France — not to be confounded with the ECtHR case mentioned above— concerning a Sikh wearing a turban on an identity document In both cases the
Human Rights jurisdictions do not only differ on outcome (violation v. inadmissibility) but their approach towards the applicant is completely opposite.
While the ECtHR views the cases merely in light of the interests of the State, the
UN Committee balances the arguments of all parties in a more convincing way, taking the fundamental rights of the applicants seriously all the while acknowledging the State’s interests.
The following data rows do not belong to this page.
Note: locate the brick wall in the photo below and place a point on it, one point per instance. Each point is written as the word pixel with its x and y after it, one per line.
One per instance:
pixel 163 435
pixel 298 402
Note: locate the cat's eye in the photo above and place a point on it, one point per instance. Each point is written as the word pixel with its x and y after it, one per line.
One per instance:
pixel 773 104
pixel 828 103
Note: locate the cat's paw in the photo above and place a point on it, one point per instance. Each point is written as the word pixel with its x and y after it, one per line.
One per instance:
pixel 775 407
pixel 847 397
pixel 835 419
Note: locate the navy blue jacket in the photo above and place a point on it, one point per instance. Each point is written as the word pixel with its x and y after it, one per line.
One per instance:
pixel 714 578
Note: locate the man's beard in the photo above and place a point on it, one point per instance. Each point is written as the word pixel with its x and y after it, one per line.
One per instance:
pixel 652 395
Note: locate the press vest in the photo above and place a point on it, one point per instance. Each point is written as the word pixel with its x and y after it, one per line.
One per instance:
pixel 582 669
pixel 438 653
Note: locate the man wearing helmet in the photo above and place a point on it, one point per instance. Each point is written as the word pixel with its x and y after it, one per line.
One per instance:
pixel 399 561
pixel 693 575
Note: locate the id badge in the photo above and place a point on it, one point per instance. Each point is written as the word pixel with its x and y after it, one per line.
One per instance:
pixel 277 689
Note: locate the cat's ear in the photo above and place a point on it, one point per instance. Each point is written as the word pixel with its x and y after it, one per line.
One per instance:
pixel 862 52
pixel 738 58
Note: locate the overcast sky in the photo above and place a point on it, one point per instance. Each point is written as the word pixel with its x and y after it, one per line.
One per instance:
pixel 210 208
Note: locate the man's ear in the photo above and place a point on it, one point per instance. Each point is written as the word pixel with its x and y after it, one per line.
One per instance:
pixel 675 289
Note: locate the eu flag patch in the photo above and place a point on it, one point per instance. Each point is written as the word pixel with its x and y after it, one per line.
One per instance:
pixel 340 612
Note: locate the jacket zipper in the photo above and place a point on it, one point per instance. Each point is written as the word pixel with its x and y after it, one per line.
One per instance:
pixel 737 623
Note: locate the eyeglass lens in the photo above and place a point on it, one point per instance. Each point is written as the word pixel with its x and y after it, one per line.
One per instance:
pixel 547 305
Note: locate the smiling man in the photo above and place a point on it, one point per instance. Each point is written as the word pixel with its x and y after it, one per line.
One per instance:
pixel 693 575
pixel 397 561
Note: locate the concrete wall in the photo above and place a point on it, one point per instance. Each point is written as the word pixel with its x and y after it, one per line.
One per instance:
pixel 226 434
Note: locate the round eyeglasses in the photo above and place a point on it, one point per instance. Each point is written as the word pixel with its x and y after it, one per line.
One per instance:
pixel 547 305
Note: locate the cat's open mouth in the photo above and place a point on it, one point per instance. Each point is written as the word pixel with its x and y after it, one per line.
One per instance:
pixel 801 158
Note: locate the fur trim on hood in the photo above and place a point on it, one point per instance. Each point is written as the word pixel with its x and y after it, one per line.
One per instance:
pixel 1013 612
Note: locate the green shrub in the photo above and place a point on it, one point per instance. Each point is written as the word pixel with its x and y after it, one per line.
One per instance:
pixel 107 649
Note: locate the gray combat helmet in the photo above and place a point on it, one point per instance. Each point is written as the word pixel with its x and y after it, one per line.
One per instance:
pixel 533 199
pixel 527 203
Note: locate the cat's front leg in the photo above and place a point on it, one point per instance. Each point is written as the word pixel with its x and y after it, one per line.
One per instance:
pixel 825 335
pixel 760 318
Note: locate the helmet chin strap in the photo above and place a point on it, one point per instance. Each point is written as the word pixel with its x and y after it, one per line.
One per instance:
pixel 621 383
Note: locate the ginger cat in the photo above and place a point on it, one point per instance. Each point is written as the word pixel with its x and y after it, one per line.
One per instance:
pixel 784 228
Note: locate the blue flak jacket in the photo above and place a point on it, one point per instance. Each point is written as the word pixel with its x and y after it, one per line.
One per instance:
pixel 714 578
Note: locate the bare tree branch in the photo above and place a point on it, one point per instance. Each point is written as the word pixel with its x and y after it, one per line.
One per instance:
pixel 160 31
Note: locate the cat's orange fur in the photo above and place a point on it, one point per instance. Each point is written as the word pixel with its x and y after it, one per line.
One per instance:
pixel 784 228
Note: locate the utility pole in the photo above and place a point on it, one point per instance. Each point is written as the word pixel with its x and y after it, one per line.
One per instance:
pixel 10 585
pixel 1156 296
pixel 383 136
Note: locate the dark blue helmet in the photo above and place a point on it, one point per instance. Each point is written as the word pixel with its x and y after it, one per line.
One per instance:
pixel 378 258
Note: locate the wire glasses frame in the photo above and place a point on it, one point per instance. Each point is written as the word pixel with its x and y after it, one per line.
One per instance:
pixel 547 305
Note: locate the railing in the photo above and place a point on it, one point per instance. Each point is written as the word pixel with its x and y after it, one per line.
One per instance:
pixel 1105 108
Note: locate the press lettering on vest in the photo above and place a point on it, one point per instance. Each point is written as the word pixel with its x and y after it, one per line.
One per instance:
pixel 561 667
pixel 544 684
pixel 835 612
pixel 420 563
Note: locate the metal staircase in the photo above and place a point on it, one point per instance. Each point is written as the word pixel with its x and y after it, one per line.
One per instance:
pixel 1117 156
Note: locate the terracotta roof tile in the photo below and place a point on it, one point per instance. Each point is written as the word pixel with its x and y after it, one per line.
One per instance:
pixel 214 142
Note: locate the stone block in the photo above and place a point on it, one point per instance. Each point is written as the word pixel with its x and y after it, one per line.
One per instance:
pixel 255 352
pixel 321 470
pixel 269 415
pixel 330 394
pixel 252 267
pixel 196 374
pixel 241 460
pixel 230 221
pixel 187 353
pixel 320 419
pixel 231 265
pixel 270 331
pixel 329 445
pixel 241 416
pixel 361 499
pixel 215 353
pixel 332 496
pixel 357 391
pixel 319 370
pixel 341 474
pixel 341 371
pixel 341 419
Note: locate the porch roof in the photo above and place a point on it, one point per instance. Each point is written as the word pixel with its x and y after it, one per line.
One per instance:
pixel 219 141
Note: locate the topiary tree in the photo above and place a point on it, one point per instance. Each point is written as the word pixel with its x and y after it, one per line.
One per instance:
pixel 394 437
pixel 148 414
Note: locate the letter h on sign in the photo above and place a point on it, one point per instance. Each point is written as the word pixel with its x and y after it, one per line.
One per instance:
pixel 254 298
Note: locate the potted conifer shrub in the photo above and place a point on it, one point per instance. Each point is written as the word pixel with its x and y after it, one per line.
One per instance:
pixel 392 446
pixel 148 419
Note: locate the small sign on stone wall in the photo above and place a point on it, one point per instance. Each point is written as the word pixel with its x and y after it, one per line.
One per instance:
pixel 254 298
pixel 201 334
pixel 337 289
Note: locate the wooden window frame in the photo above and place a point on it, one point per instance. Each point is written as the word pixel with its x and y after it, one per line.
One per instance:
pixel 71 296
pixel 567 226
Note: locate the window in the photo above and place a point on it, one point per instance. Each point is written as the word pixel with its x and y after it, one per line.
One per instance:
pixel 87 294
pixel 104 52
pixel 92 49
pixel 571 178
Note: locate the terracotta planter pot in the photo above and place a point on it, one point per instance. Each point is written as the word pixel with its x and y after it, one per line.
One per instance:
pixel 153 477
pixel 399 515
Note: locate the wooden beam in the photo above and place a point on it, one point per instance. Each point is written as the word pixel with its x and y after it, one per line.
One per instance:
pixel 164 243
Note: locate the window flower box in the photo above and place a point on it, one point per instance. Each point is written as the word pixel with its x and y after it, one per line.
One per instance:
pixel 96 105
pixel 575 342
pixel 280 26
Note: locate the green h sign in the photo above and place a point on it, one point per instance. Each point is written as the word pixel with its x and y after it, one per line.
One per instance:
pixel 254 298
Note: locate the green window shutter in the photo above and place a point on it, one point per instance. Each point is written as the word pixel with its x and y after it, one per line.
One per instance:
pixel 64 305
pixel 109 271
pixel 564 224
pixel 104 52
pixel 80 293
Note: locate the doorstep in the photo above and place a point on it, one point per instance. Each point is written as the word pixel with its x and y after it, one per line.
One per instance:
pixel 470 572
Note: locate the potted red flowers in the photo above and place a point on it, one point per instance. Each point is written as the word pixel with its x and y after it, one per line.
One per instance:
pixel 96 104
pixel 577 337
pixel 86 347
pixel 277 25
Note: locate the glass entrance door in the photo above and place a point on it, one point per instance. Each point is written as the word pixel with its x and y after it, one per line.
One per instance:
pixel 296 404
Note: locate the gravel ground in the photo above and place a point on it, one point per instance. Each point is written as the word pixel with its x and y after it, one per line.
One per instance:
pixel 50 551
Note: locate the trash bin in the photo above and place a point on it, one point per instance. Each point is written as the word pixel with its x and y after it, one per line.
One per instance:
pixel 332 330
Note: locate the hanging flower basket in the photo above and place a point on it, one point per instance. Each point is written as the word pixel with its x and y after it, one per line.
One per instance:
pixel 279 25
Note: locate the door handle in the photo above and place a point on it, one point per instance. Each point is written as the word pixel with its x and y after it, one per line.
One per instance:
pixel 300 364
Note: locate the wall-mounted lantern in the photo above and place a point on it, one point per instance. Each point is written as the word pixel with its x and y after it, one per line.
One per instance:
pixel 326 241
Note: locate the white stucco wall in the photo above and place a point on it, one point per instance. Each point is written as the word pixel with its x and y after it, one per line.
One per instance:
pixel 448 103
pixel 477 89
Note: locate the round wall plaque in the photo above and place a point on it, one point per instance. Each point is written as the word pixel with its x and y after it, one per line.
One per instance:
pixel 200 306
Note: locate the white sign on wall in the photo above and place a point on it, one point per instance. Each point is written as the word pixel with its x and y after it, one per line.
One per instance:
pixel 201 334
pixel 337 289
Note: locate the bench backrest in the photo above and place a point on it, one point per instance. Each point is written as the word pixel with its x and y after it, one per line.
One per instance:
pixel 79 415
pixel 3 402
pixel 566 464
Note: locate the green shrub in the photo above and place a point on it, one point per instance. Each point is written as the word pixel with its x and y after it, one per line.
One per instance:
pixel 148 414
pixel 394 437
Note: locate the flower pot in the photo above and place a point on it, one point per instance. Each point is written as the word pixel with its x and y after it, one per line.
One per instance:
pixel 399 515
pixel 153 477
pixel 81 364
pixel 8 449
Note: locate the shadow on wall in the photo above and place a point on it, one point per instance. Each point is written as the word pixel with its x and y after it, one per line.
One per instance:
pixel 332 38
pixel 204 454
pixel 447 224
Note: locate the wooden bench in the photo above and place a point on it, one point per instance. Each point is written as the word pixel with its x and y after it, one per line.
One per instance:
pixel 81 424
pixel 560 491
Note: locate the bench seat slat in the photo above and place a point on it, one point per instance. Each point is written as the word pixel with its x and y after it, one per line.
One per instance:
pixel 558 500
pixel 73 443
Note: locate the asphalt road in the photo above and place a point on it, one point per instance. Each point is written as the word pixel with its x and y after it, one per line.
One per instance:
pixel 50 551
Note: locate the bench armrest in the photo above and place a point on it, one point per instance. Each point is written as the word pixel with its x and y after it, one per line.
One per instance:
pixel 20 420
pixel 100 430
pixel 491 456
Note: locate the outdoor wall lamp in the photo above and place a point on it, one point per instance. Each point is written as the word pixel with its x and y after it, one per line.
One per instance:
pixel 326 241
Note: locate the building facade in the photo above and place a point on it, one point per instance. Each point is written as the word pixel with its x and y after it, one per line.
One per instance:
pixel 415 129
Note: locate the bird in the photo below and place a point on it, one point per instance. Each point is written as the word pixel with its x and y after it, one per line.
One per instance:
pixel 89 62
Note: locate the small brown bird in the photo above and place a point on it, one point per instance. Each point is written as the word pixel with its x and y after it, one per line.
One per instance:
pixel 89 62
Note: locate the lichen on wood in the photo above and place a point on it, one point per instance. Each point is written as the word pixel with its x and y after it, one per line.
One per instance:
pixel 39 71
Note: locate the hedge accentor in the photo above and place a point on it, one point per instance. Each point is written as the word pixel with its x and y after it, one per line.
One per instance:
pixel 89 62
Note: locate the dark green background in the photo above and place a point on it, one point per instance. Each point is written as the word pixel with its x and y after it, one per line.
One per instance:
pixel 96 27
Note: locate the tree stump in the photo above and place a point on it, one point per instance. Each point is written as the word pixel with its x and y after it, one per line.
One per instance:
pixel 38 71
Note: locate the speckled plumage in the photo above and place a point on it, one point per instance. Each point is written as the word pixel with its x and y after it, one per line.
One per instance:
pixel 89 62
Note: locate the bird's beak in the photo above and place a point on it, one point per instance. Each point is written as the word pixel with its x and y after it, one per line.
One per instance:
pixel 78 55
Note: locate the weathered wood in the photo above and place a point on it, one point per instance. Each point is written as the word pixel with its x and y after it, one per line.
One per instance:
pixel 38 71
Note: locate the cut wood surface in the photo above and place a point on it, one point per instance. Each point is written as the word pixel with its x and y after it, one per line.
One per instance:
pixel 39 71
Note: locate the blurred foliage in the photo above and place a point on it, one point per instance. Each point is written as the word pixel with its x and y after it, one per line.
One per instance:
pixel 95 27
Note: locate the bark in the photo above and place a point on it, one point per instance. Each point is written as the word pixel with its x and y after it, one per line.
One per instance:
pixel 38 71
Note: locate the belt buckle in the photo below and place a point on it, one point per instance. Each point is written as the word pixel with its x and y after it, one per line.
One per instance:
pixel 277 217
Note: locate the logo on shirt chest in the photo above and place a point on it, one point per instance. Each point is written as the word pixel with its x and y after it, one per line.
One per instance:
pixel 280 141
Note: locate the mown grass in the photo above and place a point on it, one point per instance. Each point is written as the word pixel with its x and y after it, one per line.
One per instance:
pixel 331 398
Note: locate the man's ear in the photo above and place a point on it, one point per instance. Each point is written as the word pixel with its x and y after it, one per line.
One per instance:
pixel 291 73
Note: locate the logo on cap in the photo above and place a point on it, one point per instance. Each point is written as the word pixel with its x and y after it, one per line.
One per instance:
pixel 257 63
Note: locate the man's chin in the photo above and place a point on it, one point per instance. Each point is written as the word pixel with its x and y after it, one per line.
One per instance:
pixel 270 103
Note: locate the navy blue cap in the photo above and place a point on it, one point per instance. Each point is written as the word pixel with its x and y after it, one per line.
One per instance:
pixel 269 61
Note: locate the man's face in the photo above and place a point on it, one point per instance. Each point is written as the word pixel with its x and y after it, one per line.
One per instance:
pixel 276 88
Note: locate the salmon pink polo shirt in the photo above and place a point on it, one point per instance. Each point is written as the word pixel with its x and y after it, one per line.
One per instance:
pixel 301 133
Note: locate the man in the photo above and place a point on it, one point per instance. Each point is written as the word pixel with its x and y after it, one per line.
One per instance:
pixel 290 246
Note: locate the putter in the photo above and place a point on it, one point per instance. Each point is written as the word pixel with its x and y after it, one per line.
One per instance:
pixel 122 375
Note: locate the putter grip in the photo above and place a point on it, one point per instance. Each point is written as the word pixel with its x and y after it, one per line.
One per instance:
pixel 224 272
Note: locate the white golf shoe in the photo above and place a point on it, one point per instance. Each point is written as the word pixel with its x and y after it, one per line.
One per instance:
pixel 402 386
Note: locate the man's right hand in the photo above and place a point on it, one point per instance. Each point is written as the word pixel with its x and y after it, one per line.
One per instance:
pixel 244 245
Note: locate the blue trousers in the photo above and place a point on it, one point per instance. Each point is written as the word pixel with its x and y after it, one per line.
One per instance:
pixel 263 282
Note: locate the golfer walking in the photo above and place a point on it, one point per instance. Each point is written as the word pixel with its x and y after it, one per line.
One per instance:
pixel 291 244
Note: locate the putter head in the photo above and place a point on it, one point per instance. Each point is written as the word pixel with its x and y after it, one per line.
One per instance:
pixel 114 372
Hence, with this case the UN Committee gives again a clear signal that a general principle such as secularism, however important, cannot blindly trump individuals’ rights, such as the right to freedom of religion, without looking at the particularities of the case.
The question now arises what consequences these cases might have at the domestic level, such as for example in Belgium where the board of Flemish public schools announced that they will introduce a blanket ban on religious symbols in all their schools starting from next school year. The least that can be said is that – while the domestic authorities confidently used to refer to ECtHR case law to justify their ban on religious garment in schools – from now on the issue is not clear-cut anymore. The ECtHR refers to the margin of appreciation of the State. What the UN Committee makes clear here is that while dealing with these issues, the authorities should take the interests of the individual truly into
account and should be careful not to “sacrifice” his or her fundamental rights in an unnecessary and disproportionate way.